I’ve always adored literature as much as spreadsheets, so it makes sense that I started wondering about natural language soon after I started at DBC. Regretfully I haven’t made much progress beyond wondering, but I’m slated to give a briefly ‘lightning talk’ on something tomorrow, so I figured now is the time to summarize what I’ve gathered so far about this topic.

What is natural language processing (NLP) ?

NLP is a field of computer science that considers human language and how computers can interact with it. This includes relatively simple things like describing human-generated text in terms of frequency distributions, to very complex things like extracting meaning from texts or generating human-like language.

Incidentally it’s interesting to note that google trends suggests “natural language” is actually less popular of a topic now than it was in 2005; that’s interesting – I wonder if it’s now branched out too far for the general term to be used often.
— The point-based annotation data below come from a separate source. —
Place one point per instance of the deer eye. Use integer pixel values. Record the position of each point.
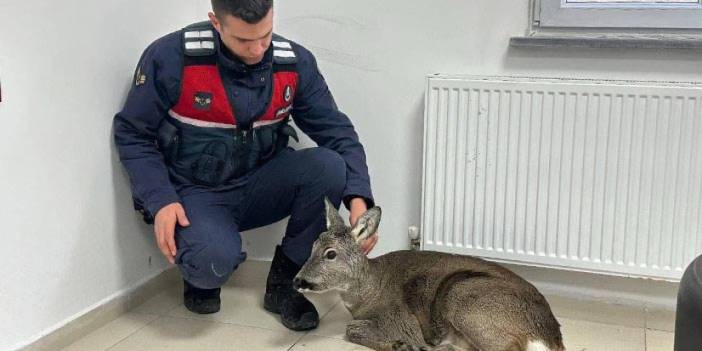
(330, 254)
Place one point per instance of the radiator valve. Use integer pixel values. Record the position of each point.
(415, 240)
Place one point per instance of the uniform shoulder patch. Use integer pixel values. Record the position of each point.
(199, 39)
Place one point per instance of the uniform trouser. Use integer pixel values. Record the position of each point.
(293, 184)
(688, 320)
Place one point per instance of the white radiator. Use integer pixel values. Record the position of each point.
(598, 176)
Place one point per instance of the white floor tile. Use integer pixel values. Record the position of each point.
(112, 333)
(179, 334)
(581, 335)
(319, 343)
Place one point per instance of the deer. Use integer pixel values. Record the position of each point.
(423, 300)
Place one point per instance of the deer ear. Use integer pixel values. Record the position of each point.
(334, 220)
(366, 225)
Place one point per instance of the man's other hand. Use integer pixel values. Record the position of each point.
(358, 208)
(164, 228)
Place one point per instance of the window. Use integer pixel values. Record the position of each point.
(618, 14)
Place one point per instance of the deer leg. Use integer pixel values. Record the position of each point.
(367, 333)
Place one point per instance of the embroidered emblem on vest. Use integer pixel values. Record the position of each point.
(203, 100)
(288, 93)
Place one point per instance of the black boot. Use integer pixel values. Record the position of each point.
(201, 301)
(296, 312)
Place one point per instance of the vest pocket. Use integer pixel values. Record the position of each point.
(209, 168)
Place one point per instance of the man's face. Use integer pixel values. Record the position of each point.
(246, 41)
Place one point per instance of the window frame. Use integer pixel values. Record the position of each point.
(560, 14)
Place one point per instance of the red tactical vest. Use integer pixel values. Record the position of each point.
(204, 142)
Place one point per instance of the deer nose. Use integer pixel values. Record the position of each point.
(301, 284)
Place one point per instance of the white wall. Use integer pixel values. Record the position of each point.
(376, 56)
(70, 238)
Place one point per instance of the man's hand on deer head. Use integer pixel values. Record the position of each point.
(358, 208)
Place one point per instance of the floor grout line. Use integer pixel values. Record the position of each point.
(132, 333)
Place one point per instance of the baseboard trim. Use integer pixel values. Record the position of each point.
(98, 315)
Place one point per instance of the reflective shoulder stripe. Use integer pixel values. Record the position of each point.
(283, 53)
(282, 45)
(198, 39)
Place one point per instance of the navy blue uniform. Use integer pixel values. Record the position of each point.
(292, 183)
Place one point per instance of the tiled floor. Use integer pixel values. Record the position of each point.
(162, 323)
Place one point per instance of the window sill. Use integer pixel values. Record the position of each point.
(607, 41)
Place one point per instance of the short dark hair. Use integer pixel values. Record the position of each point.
(251, 11)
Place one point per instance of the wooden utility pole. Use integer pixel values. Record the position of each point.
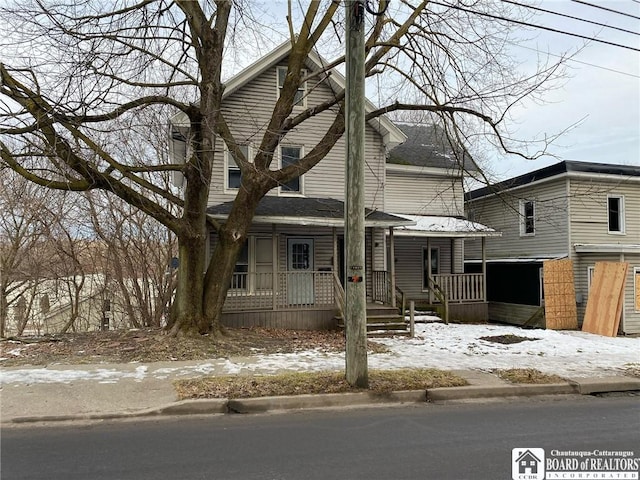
(356, 295)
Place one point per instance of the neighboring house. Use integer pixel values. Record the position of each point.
(289, 274)
(586, 212)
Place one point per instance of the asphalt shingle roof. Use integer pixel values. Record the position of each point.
(310, 208)
(428, 146)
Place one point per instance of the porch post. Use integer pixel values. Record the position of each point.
(428, 267)
(335, 251)
(484, 269)
(392, 267)
(275, 261)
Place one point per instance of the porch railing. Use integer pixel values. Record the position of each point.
(381, 287)
(461, 287)
(293, 289)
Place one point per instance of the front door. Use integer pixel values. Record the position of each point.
(300, 287)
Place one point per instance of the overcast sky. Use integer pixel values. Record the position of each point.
(601, 97)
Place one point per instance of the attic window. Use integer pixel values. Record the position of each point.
(234, 175)
(527, 218)
(615, 208)
(300, 97)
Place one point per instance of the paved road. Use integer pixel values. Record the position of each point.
(464, 441)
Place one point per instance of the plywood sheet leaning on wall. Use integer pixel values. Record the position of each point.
(604, 305)
(559, 295)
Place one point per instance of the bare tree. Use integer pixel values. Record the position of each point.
(78, 73)
(21, 233)
(137, 258)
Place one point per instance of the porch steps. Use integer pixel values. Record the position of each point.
(382, 320)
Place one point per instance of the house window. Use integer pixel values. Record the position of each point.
(241, 271)
(527, 218)
(234, 175)
(300, 97)
(590, 271)
(615, 211)
(291, 156)
(254, 269)
(435, 265)
(636, 288)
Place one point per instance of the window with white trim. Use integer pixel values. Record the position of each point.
(527, 218)
(233, 177)
(290, 155)
(254, 269)
(300, 98)
(590, 271)
(435, 265)
(615, 213)
(636, 288)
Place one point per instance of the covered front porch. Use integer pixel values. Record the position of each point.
(428, 265)
(290, 274)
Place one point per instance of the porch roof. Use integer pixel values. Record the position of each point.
(324, 212)
(441, 226)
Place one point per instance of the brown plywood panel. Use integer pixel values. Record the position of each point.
(604, 305)
(559, 295)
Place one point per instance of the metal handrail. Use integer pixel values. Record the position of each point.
(442, 296)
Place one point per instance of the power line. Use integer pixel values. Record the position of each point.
(541, 27)
(569, 59)
(607, 9)
(531, 7)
What tools are easily accessible to us (i.e. people who recently started programming, primarily in ruby) for processing natural language?

Ruby Treat

I figure I should mention this first since it’s a Ruby gem. I haven’t tried it yet, but it seems to have basic functions that are similar to python’s NLTK. Treat does things like tokenizing, stemming, parsing groups of words into syntactic trees (more detail on that later).


AlchemyAPI – a company that provides text-analysis services; a few groups have used this for final projects, since they do some high-level language processing for you instead of you having to write your own algorithms (I guess this could be crazy in the context of a week-long project). They have a nice “getting started” guide for developers with examples of what they can do, including:

  • Entity extraction, keyword extraction – finding the subjects of sentences or larger pieces of text
  • Relation extraction – within sentences, isolating subject, action, object
  • Sentiment analysis – providing a numerical value on whether context around specific words is positive or negative
  • Language detection
  • Taxonomy – grouping articles into topics like politics, gardening, education, etc.

Semantria – seems to be comparable to Alchemy in that they also have an API that allows developers to request sentiment analysis for pieces of text; from a glance their marketing seems to be more directed towards twitter/social media.


 

Python’s NLTK is a well known library for natural language processing, and python is relatively similar to ruby as a programming language. The NLTK introductory book is easy to read and simultaneously provides an introduction to python. The basic concepts are easy to understand, but they quickly develop into sophisticated problems that remain issues in academic research. Some important concepts/vocabulary words below… in order of the book’s mentions, which follows tasks that are basic and doable with simple built-in methods, to concepts that require writing functions and large sets of data to provide meaningful results.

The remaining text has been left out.